Ermilov's wiki.publicdata.eu CSV2RDF Application

What is first

Notes within the alternate converters list

What we will cover

Ermilov et al. presented a wiki-based approach to crowd-sourcing the enhancements of ~9k datasets listed at http://publicdata.eu (WebSci 2012 paper).

A year after its publication, how far has the crowd-sourcing come?

This pages provides a summary and review of Ermilov's wiki.publicdata.eu CSV2RDF Application.

Let's get to it

How many people contributed to the "crowd-source" enhancement?

Four accounts contributed, and the two non-author accounts provided fewer than ten contributions.

find manual/pages -name "*.ttl" | xargs -L1 grep "wasAttributedTo" | sort -u shows only a handful of contributors:

      prov:wasAttributedTo <http://wiki.publicdata.eu/wiki/User:178.25.43.32>;
      prov:wasAttributedTo <http://wiki.publicdata.eu/wiki/User:2001:638:902:2010:0:168:35:101>;
      prov:wasAttributedTo <http://wiki.publicdata.eu/wiki/User:Iermilov>;
      prov:wasAttributedTo <http://wiki.publicdata.eu/wiki/User:IvanErmilov>;
      prov:wasAttributedTo <http://wiki.publicdata.eu/wiki/User:Soeren>;

How many datasets are covered?

2,035 of the 19,000 are mentioned in their mapping wiki.

PREFIX datafaqs: <http://purl.org/twc/vocab/datafaqs#>
PREFIX dcat:     <http://www.w3.org/ns/dcat#>

SELECT ?dataset
WHERE {
  ?dataset a datafaqs:CKANDataset, dcat:Dataset .
}

<http://publicdata.eu/dataset/-municipal-waste-generation-in-england-from-2000-01-to-2009-10>
<http://publicdata.eu/dataset/01-bve-adressen-instellingen--ministerie-van-ocw>
<http://publicdata.eu/dataset/01-bve-crebo--beroepsopleidingen-ministerie-van-ocw-2010-2011-ministerie-van-ocw>
<http://publicdata.eu/dataset/01-bve-deelnemers-per-instelling-en-type-mbo-ministerie-van-ocw>
<http://publicdata.eu/dataset/01-ho-adressen-hbo-instellingen-en-universiteiten--ministerie-van-ocw>
<http://publicdata.eu/dataset/01-po-hoofdvestigingen-basisonderwijs-ministerie-van-ocw>
<http://publicdata.eu/dataset/01-po-leerlingen-basisonderwijs-naar-gewicht-ministerie-van-ocw>
<http://publicdata.eu/dataset/01-vo-adressen-hoofdvestigingen--ministerie-van-ocw>
...
<http://publicdata.eu/dataset/years-of-life-lost-due-to-suicide>
<http://publicdata.eu/dataset/young-first-time-offenders-borough>
<http://publicdata.eu/dataset/ypla_financial_transactions_december>
<http://publicdata.eu/dataset/ypla_financial_transactions_november>
<http://publicdata.eu/dataset/ypla_financial_transactions_october>
<http://publicdata.eu/dataset/zuzuge>

How many existing vocabulary terms did the crowd-sourced enhancement produce?

Fifteen terms were reused from nine vocabularies for more than 9,000 datasets.
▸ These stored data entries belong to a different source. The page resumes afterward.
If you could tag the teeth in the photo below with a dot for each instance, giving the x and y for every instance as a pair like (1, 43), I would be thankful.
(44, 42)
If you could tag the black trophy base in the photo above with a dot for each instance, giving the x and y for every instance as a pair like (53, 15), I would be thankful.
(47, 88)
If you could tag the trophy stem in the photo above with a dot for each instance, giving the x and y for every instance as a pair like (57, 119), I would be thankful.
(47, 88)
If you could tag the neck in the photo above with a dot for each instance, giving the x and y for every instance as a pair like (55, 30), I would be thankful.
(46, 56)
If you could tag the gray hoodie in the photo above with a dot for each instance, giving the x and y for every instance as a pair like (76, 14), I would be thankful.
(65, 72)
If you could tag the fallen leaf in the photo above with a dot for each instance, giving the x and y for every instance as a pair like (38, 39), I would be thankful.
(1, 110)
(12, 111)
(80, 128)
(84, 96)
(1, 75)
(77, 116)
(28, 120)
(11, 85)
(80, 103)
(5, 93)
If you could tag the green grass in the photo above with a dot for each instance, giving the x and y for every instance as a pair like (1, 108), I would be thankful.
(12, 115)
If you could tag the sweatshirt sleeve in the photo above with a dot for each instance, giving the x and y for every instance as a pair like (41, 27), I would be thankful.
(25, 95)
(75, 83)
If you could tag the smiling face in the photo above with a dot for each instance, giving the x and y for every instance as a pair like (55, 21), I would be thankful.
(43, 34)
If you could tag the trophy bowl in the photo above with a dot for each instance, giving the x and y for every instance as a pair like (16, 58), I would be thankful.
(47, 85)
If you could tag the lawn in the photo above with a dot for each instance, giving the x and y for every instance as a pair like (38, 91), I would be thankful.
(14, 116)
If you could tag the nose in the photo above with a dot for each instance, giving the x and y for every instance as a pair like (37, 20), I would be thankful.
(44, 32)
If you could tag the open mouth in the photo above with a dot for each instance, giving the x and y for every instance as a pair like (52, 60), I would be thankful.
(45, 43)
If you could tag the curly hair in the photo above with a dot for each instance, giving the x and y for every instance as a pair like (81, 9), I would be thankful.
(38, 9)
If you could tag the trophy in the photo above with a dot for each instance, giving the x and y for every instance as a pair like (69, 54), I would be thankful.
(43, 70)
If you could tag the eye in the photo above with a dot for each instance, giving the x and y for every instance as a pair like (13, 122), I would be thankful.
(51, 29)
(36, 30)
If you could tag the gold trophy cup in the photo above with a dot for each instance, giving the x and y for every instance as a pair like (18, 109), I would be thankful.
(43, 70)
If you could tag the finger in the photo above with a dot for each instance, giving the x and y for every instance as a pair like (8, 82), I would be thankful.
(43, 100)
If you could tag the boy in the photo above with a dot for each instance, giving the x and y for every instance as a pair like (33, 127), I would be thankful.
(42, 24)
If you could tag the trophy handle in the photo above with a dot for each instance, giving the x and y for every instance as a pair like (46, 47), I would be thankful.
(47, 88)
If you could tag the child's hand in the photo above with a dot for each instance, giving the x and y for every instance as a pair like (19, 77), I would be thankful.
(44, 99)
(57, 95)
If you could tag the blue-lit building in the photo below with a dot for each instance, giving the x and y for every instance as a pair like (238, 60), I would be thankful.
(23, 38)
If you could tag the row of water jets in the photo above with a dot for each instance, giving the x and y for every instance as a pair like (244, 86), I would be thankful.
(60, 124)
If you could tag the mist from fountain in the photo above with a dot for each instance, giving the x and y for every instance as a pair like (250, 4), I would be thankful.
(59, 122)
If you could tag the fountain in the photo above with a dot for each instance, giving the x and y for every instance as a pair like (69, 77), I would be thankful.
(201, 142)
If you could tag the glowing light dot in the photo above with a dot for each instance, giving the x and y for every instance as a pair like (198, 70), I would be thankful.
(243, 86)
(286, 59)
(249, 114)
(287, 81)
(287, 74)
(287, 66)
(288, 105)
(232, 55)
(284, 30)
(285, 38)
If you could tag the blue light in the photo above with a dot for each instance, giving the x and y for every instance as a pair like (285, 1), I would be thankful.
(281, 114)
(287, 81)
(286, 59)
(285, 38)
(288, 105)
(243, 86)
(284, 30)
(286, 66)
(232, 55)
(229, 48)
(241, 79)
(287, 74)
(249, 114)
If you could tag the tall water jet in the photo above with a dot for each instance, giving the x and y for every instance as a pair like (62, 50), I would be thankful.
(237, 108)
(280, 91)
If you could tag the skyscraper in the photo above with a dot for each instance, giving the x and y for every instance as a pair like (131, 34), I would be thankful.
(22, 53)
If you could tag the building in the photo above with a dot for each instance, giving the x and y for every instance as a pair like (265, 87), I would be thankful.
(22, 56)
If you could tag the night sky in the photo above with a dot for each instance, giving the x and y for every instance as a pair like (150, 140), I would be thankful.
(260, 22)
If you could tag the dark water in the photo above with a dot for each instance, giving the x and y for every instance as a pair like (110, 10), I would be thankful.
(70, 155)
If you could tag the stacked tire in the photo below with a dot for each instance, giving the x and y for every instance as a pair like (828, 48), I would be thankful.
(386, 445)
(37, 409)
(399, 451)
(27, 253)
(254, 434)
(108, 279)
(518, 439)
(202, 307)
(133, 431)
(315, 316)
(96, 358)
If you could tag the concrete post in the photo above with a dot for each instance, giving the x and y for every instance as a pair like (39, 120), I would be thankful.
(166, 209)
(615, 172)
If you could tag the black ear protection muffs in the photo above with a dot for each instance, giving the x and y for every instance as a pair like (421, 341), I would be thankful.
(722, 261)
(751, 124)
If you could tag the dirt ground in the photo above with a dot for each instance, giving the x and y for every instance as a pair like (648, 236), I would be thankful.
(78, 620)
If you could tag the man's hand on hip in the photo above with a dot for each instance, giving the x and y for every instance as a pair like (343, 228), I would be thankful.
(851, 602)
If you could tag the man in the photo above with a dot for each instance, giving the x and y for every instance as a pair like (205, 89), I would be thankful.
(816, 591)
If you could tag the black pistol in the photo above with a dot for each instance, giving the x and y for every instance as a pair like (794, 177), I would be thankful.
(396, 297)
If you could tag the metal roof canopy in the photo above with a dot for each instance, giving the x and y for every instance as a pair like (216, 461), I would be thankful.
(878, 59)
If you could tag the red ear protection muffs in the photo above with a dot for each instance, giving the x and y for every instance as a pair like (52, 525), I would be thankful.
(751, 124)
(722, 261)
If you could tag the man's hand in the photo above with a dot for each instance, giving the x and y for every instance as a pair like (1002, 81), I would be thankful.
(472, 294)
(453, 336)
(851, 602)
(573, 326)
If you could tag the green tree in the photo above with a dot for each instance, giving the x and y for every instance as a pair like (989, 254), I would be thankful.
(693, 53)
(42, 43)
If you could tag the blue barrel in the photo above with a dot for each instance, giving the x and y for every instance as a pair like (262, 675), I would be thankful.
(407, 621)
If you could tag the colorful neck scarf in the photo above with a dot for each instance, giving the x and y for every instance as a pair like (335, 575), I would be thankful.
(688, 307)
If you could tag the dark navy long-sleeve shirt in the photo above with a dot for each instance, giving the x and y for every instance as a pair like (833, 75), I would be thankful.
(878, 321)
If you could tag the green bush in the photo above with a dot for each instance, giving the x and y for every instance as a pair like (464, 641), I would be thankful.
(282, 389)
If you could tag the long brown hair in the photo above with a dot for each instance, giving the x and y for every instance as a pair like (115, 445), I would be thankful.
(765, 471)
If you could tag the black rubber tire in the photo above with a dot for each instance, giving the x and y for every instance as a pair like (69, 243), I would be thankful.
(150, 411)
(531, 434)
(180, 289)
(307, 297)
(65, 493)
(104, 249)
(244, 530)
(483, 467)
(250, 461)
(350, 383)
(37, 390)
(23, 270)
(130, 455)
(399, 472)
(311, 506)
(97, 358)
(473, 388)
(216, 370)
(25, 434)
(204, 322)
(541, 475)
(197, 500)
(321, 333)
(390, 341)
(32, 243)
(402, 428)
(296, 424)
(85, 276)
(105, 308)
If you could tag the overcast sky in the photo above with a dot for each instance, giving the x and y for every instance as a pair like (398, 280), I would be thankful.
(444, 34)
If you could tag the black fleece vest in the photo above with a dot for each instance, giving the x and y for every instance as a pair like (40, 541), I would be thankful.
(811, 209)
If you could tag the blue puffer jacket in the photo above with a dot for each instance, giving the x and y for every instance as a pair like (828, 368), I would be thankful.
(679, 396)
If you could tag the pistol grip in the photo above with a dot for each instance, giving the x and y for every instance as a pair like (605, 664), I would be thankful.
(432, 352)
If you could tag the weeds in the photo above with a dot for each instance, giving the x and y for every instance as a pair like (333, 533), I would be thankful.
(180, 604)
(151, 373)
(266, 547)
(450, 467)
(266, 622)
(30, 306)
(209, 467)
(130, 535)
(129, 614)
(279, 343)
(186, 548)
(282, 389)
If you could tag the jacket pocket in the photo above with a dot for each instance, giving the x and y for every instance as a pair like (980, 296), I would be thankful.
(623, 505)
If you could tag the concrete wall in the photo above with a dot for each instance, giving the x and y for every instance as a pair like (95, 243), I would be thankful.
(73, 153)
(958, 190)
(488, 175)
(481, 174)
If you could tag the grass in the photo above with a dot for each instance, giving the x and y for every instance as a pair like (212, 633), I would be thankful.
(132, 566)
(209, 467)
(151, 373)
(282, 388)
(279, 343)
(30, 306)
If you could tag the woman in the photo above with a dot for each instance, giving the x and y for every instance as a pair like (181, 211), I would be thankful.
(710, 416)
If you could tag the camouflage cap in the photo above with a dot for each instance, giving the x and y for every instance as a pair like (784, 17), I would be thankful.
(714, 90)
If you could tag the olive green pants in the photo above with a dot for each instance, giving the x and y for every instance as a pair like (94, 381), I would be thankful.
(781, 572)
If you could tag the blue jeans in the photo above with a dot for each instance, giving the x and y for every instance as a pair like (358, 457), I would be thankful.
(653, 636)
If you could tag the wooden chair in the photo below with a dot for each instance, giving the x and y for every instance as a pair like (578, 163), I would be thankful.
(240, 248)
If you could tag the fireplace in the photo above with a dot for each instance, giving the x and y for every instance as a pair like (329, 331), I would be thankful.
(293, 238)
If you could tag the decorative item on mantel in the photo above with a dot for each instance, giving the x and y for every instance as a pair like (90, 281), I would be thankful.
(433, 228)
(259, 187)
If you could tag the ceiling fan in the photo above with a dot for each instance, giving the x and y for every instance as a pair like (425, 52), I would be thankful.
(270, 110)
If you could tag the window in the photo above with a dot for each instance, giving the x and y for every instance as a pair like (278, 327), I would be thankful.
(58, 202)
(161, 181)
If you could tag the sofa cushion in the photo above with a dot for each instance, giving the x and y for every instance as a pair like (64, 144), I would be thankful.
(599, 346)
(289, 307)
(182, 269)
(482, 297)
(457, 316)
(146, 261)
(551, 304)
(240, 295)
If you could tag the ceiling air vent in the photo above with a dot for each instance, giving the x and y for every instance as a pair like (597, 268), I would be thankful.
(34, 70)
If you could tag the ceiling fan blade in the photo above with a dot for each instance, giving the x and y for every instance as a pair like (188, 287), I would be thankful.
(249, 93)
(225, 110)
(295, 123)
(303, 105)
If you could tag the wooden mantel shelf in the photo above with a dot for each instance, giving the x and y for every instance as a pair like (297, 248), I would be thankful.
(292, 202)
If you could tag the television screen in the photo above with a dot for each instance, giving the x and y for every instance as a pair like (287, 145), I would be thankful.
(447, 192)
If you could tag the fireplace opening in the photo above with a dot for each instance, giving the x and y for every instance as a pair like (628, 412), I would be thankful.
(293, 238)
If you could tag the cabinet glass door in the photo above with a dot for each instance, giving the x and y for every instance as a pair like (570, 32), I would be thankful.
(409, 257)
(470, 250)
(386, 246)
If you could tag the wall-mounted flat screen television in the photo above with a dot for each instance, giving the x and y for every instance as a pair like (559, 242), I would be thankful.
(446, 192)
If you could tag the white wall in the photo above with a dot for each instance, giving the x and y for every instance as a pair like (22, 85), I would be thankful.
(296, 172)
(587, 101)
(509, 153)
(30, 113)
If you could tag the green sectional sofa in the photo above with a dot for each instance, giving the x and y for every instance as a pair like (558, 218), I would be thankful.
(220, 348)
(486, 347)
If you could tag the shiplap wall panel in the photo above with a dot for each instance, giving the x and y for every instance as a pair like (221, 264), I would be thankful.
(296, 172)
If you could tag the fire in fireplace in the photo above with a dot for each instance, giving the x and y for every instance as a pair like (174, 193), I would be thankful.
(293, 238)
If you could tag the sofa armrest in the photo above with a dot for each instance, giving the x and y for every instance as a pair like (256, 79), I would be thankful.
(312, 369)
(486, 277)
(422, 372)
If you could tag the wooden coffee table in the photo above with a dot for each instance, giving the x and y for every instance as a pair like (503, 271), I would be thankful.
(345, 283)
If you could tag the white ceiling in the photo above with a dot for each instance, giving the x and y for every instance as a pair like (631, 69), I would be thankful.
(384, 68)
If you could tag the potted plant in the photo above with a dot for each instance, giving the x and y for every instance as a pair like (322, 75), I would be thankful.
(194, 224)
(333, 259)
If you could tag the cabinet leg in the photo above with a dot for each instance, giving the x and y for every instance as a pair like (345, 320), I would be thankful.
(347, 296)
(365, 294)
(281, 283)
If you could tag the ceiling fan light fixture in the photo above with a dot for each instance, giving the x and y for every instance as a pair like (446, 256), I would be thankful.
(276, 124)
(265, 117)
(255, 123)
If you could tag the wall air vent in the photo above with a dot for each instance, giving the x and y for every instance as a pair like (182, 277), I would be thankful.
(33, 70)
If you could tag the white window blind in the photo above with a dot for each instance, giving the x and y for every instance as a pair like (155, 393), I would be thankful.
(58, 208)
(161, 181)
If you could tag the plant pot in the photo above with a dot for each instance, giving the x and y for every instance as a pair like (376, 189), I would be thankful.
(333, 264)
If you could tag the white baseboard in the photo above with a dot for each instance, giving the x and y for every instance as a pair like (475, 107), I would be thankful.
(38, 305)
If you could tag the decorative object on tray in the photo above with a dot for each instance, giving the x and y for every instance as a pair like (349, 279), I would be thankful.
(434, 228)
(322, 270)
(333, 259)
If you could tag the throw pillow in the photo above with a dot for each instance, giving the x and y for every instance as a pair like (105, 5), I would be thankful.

We skip the three non-CURIEs listed below because it is not clear that they are RDF terms.

"cgov:fullTimeEquivalentSalary";
"cgov:lowerBound";
"cgov:upperBound";
"dce:date";
"foaf:mbox";
"foaf:name";
"foaf:phone";
"http://dbpedia.org/resource/Category:Ministerial_departments_of_the_United_Kingdom_Government";
"http://statistics.data.gov.uk/id/local-authority/32UC";
"http://www.google.co.uk";
"org:OrganizationalUnit";
"org:organization";
"org:unitOf";
"pc:supplier";
"rdf:type";
"rdfs:comment";
"skos:Amount";
"whois:Job";

Benefits

http://publicdata.eu aggregates from many other European-based CKAN instances.
Enables community-editable mappings using an existing mechanism (wikimedia).
The main CKAN dataset listing site links to the mapping wiki.
User-invokable reconversion.

Shortcomings

Usability Shortcomings:

The wiki-page is hard to use because it is disconnected from both the original and resulting data.
The community hasn't used the tool, even though it has been available for a year.
The mapping wiki pages have meaningless names (e.g. http://wiki.publicdata.eu/wiki/Csv2rdf:F449751c-68d3-4f84-8fe3-5c3a4cb86c84).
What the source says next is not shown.